The PSIM is read into the pipeline using the preprocess.correct_inputs.correct_psim function, which will check that all values make sense. If the fill_na argument is set to 'select', all NaN values in the user-provided PSIM are filled with values from the gold-standard PSIM when available, otherwise default. If the fill_na argument is set to 'default', all NaN values are replaced with a default value according to the expression.gene_expression.gene_information.GeneInformation class.
Columns:
- HGNC_ID0: The gene ID in HGNC format (HGNC:####). There should be an entry for all genes that are included in the M_Model GPR and in non-machinery.
- Datatype: str
- PREMRNA_SEQ1: The gene premrna sequence. Requirements include that values can only include 'A', 'C', 'G', 'U', and the sequence length must be >= mrna sequence length.
- Datatype: string
- Default value: Technically none, but preprocess.correct_inputs.correct_psim will fill incorrect values with the gold-standard PSIM values. Requirements include that values can only include 'A', 'C', 'G', 'U', the sequence length must be >= mrna sequence length, and the sequence length must be >= 3*protein sequence length.

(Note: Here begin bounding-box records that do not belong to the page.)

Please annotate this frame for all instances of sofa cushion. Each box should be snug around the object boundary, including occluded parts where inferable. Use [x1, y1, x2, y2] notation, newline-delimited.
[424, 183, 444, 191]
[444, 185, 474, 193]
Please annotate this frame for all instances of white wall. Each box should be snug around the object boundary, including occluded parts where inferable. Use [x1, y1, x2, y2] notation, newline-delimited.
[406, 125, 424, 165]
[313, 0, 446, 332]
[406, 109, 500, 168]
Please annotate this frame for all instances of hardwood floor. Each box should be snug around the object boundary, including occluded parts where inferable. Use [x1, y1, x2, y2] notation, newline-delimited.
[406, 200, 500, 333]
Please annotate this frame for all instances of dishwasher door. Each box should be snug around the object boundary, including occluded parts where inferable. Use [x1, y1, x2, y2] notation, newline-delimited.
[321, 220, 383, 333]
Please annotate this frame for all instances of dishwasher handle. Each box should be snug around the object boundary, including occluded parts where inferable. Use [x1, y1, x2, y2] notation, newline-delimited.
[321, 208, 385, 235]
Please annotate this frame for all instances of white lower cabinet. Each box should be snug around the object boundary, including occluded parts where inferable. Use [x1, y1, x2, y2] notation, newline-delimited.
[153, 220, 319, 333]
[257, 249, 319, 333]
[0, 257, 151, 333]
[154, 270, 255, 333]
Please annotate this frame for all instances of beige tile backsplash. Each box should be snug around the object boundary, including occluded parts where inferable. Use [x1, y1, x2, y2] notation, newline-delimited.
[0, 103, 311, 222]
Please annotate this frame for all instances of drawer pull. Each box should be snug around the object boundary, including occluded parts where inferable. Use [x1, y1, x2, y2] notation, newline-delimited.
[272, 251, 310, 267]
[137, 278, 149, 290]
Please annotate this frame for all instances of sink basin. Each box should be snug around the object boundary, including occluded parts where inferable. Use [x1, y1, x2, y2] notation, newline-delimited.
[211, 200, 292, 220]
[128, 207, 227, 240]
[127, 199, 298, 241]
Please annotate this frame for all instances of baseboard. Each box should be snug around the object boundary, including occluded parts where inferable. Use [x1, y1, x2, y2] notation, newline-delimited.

- MRNA_SEQ1: The gene mrna sequence (isoform specific).
- Datatype: str
- Default value: Technically none, but preprocess.correct_inputs.correct_psim will fill incorrect values with the gold-standard PSIM values.
- PROTEIN_SEQ1: The gene protein sequence (isoform specific). Requirements include values can only include one-letter amino-acid codes and the sequence length <= (mrna sequence length/3)
- Datatype: str
- Default value: Technically none, but preprocess.correct_inputs.correct_psim will fill incorrect values with the gold-standard PSIM values.
- POLYA_LENGTH3: The length of the mature mRNA polyA tail.
- Datatype: int
- Default value: Randomly draws from a johnsonsu distribution
- N_EXONS3: The number of exons in the premrna (isoform specific). Use to estimate the number of introns (as # of exons - 1).
- Datatype: int
- Default value: Estimated as 1 + (premrna sequence length)/6700
- TMD4: The number of transmembrane domains contained in the sequence.
- Datatype: int
- Default value: 0
- SP4: Whether the protein contains a secretory pathway signal peptide. This option is not currently implemented as all proteins destined for secretory pathway compartments are assumed to have a signal peptide (SP). In the future, this option will be used for non-canonical secretion
- Datatype: bool
- Default value: True for secretory pathway destined proteins, False otherwise
- DSB4: The number of disulfide bonds in the protein.
- Datatype: int
- Default value: 0
- GPI4: Whether a GPI anchor is present in the protein. 0 if not present, 1 otherwise.
- Datatype: int
- Default value: 0
- OG4: The number of utilized O-linked glycosylation sites in the protein.
- Datatype: int
- Default value: 0
- NG4: The number of utilized N-linked glycosylation sites in the protein.
- Datatype: int
- Default value: 0
- ALPHA_M3: The mrna degradation/turnover rate (hrs^-1). Used in calculating coupling constraints.
- Datatype: float
- Default value: 0.06 hrs^-1
- ALPHA_P3: The protein degradation/turnover rate (hrs^-1). Used in calculating coupling constraints.
- Datatype: float
- Default value: 0.02 hrs^-1
- PTR3: The protein to rna ratio, as described in https://doi.org/10.15252/msb.20188513. Used in calculating coupling constraints.
- Datatype: float
- Default value: 65163
- LOCATION2: The final location of the protein. Required for non-machinery, disregarded for machinery (pipeline infers location from the reaction compartments).
- Datatype: str, on of
utils.parameters.compartments.keys()
- Datatype: str, on of
Additional Information in Gold-Standard PSIM:
- Machinery5: Whether a protein is considered machinery according to the full Recon2.2 ('Metabolic'), the GPRs for expression reactions ('Expression'), both ('Both'), or neither ('Non-Machinery').
- Source5: From which database the isoform sequences were attained.
- Status5: 1 for entries that should work with the pipeline, 0 for entries that will cause an error in the pipeline.
- The remaining columns5 are various IDs for the gene: 'GENE_SYMBOL', 'GeneID', 'ENSG_ID', 'ENST_ID', 'ENSP_ID', 'REFT_ID', 'REFP_ID','UNIPROT_ID'.